As soon as all the workers left, my front street ceased being a parking lot and came alive with children - all shapes, sizes, and ages - ready to play. The playground was too far away, so the front street became our playground. The trees were bases for a lively game of kickball. No net was needed to play badminton. There were plenty of kids for a lively game of dodge ball, hide and seek, hopscotch, or freeze tag. We all looked out for each other, yelling "car!" whenever one would dare to drive up the street to interrupt our game and scatter us to the curbs like ants until the intruder passed by.
Not as many kids that day? Not a problem. Smaller groups lent themselves to jacks or "seven-up" between the houses. Jump rope was always popular no matter how many there were. Not enough people to turn both ends of the rope? That's what the trees were for. Tie one end of the rope around the tree and they were always ready to take a turn at turning the rope.
My street had mostly girls, so the porches often came alive with what looked like Barbie conventions. The dolls were as plentiful as our imaginations were vivid. The best doll house - our Keystone dairy milk box, of course. There were clothes and shoes galore, but everyone always knew what belonged to whom. There was never arguing when it came time to clean up.
On particularly hot days there was always the backyard wading pool - provided Dad had a chance to blow it up before he left for work. As we got older, the pool got bigger and didn't need blown up but it did need filled. No pool - how about a sprinkler? Those were the greatest as long as the grass hadn't just been cut. Those grass-covered feet were not fun.
There were days of riding bikes up and down the street or roller skating on the sidewalk. Sharing the key was always expected. And there was always a parent or two sitting on their porches to look out for us as well and provide the occasional squirt of Bactine and a Band-Aid when needed.
It was great fun when the older neighbors' grandchildren would visit.
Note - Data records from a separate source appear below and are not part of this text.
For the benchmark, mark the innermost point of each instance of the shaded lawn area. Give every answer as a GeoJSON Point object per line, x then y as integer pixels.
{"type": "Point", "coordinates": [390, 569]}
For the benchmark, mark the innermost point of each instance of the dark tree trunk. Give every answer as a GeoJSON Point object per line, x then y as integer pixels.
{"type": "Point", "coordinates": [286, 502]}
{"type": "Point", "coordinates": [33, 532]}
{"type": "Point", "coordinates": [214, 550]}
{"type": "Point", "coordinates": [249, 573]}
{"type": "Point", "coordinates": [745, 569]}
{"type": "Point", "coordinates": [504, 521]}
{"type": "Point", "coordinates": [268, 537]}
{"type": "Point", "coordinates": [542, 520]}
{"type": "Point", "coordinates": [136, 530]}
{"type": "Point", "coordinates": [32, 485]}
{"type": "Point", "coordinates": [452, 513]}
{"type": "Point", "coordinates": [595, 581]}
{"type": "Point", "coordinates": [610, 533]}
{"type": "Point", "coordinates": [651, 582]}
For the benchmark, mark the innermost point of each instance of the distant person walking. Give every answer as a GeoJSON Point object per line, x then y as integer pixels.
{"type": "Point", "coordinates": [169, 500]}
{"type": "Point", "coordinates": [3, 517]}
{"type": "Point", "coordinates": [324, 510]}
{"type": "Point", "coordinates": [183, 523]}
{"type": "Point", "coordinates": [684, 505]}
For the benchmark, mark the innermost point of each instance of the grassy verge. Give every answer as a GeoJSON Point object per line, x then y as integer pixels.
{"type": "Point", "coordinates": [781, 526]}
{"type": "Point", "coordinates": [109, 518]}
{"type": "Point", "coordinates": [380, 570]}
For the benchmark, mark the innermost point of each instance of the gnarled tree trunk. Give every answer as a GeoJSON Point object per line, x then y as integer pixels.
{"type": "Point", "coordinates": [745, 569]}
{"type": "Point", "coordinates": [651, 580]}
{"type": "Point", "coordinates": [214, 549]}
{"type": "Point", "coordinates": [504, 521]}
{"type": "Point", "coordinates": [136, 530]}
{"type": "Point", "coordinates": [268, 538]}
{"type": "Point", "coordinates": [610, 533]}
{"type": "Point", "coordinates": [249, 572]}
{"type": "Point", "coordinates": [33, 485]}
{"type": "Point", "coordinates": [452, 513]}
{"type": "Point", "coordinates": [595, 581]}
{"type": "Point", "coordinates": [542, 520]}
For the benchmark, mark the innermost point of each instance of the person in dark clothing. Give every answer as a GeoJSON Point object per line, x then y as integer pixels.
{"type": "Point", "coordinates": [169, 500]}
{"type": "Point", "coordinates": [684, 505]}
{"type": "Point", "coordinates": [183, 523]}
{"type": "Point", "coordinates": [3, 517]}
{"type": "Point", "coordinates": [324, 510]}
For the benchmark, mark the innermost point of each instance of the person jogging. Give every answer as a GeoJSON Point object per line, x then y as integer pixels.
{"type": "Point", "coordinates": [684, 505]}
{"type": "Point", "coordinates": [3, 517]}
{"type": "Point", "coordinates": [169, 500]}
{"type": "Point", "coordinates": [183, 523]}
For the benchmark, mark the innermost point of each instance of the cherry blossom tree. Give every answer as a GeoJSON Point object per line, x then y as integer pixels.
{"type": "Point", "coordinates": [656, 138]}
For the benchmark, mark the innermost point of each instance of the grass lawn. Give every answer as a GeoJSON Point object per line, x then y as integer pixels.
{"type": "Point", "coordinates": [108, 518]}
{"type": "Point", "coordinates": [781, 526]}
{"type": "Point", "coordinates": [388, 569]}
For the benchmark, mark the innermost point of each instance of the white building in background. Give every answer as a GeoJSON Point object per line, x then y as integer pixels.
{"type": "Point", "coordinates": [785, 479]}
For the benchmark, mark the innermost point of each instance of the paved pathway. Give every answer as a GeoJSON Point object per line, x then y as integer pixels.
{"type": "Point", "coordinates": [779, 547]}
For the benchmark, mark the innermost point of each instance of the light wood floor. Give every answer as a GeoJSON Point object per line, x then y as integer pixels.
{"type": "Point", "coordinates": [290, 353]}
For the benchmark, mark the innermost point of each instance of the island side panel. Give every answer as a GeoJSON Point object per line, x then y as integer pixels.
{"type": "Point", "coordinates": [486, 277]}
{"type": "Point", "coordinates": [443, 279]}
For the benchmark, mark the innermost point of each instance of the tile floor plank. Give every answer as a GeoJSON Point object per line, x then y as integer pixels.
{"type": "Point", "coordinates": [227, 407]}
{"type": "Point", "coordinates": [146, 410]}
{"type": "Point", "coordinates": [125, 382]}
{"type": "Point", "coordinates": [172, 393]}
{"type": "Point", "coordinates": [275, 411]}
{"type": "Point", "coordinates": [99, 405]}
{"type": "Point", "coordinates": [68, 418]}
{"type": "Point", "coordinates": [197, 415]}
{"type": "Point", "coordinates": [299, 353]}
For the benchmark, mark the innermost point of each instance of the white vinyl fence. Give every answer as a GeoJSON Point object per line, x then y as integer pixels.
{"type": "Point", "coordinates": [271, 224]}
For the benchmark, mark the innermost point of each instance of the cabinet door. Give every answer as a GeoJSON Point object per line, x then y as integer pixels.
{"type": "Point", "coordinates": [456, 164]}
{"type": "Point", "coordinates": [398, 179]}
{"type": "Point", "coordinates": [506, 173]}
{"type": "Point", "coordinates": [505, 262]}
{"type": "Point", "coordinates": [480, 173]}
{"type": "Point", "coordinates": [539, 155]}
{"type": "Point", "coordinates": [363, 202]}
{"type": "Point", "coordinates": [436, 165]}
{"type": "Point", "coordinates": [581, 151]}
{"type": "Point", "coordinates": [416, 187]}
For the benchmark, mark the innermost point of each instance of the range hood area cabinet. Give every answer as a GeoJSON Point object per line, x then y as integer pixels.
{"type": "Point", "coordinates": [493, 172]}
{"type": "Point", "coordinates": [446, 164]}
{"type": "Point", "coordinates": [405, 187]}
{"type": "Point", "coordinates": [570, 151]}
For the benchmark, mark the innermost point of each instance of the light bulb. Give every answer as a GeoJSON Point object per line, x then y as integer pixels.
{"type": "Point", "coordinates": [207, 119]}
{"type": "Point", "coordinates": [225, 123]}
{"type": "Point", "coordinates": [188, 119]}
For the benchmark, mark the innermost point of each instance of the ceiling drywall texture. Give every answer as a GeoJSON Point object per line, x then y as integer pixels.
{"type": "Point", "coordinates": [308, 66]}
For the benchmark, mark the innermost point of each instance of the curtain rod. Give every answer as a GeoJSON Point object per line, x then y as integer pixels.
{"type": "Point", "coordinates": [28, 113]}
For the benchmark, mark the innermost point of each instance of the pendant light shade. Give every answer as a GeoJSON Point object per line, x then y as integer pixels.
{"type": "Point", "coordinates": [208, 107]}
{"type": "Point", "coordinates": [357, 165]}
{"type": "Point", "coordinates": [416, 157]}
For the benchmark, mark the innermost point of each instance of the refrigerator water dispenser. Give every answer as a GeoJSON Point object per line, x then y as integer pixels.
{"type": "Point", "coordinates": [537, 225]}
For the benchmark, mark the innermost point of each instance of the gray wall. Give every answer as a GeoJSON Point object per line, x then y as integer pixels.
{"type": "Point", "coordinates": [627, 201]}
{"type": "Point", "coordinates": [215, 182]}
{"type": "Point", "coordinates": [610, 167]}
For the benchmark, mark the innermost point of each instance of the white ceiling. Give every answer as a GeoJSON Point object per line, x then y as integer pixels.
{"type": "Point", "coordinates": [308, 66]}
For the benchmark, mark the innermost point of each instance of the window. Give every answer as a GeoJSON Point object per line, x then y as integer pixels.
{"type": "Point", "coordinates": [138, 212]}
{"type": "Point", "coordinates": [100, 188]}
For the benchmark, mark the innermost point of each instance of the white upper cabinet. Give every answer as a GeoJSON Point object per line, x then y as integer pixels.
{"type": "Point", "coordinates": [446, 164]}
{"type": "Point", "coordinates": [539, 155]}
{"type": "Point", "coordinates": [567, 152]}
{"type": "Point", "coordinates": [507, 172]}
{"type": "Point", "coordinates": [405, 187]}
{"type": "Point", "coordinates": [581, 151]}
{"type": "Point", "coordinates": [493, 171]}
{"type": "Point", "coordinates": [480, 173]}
Mary Beth introduced me to Trixie Belden mysteries and Wanda taught me - finally - how to shuffle playing cards both ways. There was also the Goody-Bar man to provide an occasional treat on those hot days.
Suppertime came when the street filled up with cars once again. No more kickball or badminton, but it was great time now for hide-and-seek. As a rule, when the street lights came on, the day was over. Everyone knew the rule and it was nonnegotiable. On special nights, we got to play hide-and-seek after dark. All the kids played, no matter how old they were, and all the parents were out then to keep an eye on things, as well as kindly Mrs. Capellman sitting on her awninged porch watching all the neighborhood goings-on. If it was worth knowing, she knew and she kept us in line.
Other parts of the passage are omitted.